劣等生の世界の一般魔法師女子にTS転生してしまったんだが 作:機巧
「深雪さん、そして篠宮さんだったかしら。大丈夫?」
「はい。七草先輩。ありがとうございました」
「ありがとうございました」
七草先輩によって、上野議員の長話から解放された深雪と玲香は、決定的な断定口調を避けつつも礼を返した。
というのも、まだ教職員の目があり、そこから上野議員に批判などが伝わることを、深雪は恐れたのである。
このため、深雪は「迷惑であった」などの上野議員を批判する言葉を避け、七草先輩に礼を返し、玲香もそれに倣った。
玲香の様子をチラリと見た真由美は、深雪へと紹介を頼んだ。
顔は先程の入学式の答辞で覚えられていたのだろう。ただでさえ目立つ髪色だ。覚えることは簡単だったに違いない。
「今年の新入生総代の子ね。深雪さん、紹介していただけるかしら」
「はい。こちら、今年の新入生総代の篠宮玲香さんです」
その紹介に続いて、玲香は真由美へと自己紹介を行う。
「篠宮玲香です」
その言葉が終わると同時、深雪は流れるように真由美の紹介へと移った。
「篠宮さん。こちらの方は、昨年度当校の生徒会長であった、七草真由美先輩です」
「今紹介してもらいました、七草真由美よ。よろしくね」
「……よ、よろしくお願いします。去年の九校戦などで拝見させて頂きました。すごかったです」
九校戦の話をだすと、少し照れたような表情で頬を染める真由美。
その表情を見て、玲香は可愛い人だな、という第一印象を持った。
ただこの顔で、原作ではバレンタインデーに殺人チョコを作ったのだから、人は見かけによらない小悪魔ということだろう。
真由美はそうして妹と同じ学年の子に褒められて、一瞬満更でもないような表情をした。だが、すぐに切り替えて、後ろについてきている双子の紹介をし始めた。
「あ、それと、こっちにいるのが私の妹の香澄と泉美。今年入学で、貴方とは同学年になるから、どうか仲良くしてくれると嬉しいわ。……ほら、香澄、泉美」
「はいはーい、ボクは七草香澄。所属は1-Bだって。よろしくね!」
「……わたくしは七草泉美です。所属は1-Cみたいです。よろしくお願いします」
初めに紹介されたのが七草香澄。次に紹介されたのが七草泉美だ。
香澄はショートカットの左の前髪に小さいリボンを、泉美はセミロングの頭頂部に同じデザインの大きいリボンをそれぞれつけている。

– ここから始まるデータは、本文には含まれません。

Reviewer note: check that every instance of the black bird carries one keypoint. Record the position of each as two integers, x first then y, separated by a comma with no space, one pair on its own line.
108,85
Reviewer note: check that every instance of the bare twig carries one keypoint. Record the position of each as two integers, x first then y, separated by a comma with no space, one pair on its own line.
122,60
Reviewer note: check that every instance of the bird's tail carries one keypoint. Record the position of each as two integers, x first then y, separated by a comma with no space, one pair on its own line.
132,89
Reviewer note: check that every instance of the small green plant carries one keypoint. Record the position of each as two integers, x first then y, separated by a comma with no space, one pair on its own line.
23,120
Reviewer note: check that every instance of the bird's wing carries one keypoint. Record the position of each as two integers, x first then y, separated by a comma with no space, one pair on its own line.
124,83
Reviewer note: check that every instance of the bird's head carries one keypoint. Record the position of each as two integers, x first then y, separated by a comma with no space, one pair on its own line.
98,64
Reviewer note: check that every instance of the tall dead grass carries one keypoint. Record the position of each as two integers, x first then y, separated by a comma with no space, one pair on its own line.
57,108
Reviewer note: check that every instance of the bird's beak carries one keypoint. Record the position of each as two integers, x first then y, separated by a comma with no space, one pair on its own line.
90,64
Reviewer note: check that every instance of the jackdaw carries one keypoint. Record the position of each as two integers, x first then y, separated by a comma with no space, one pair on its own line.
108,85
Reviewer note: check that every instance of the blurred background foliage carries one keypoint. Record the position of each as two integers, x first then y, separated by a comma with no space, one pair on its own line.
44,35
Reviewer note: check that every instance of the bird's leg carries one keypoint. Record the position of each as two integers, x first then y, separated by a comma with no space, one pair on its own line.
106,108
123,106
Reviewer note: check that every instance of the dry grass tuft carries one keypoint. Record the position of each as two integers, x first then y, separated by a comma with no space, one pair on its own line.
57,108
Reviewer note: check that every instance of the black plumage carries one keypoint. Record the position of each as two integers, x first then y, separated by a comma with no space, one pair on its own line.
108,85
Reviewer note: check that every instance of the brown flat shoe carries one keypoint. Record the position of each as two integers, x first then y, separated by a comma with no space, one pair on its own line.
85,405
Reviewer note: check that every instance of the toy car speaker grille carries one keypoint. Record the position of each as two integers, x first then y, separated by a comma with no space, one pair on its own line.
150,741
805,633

どちらかと言うと香澄の方が元気そうに、泉美のほうが大人しめに見えるが、基本的な顔の作りは同じだ。
もし髪型を揃えて、リボンを外したら見分けられる人はほとんどいないに違いない。
表面上の性格はともかく、 2人は双子で酷似しており、魔法演算領域の形まで同一であったりする。
そして、この魔法演算領域が同一であることが、この2人を語る上で重要なポイントだ。
(……乗積魔法)
乗積魔法、マルチプリケイティブ・キャスト。
複数の魔法師の魔法力を掛け合わせて、1つの魔法を発動させる技術。
魔法式の構築と事象干渉力の付与を分担して一つの魔法を発動する、と言ったこの技術は、普通の魔法師ならありえないものである。
なぜならば、複数の魔法師が同様のことを行なったとしても、他人のサイオンで他人の魔法演算領域で作られた魔法式をつかう訳であるから、魔法はそもそも効力を発揮しえない。
むしろ、達也たちが一年生の時の九校戦へと向かう途中で起きた魔法の干渉のように、何一つ魔法が効力を発揮しないと言った現象しか起こりえない。
だが、魔法演算領域とサイオン特性が全くの同一であるならば話は別である。
この二つが同一であることは、双子でも滅多に起こりえず、故にこの技術を扱うこの双子は「七草の双子」としてよく知られているのだ。
この技術の一部を用い、ベクトル操作によって演算能力を嵩増ししていた玲香にとっては、ある意味で気になる2人であったが、玲香は努めてなんでもないように答えた。
「篠宮玲香です。所属は1-Bです。香澄さん、泉美さん、よろしくお願いします」
玲香が所属も含めて自己紹介を行うと、同じクラスであることを知った香澄がすぐに距離を詰めてきた。
「おー! クラスおんなじだ! ますますよろしくね! それとボクのことは香澄でいいよ!」
掴んだ手をブンブンと振りながら握手をしてくる香澄。いきなりのフランクさと顔の近さに、悪い気はしないのだが、内心玲香は苦手意識を感じる。
(……完全な陽キャだぁ……JKのノリだよ……)
そんな玲香の中の男子大学生としての意識の出す悲鳴には目もくれず、香澄はそのノリのまま、すぐ後ろにいるであろう双子の妹にも同意を求めた。
「ね? 泉美ちゃ……ん?」
だが、どうやら泉美のほうは、玲香の方を向かず、深雪の方をぼーっとして見つめているようだった。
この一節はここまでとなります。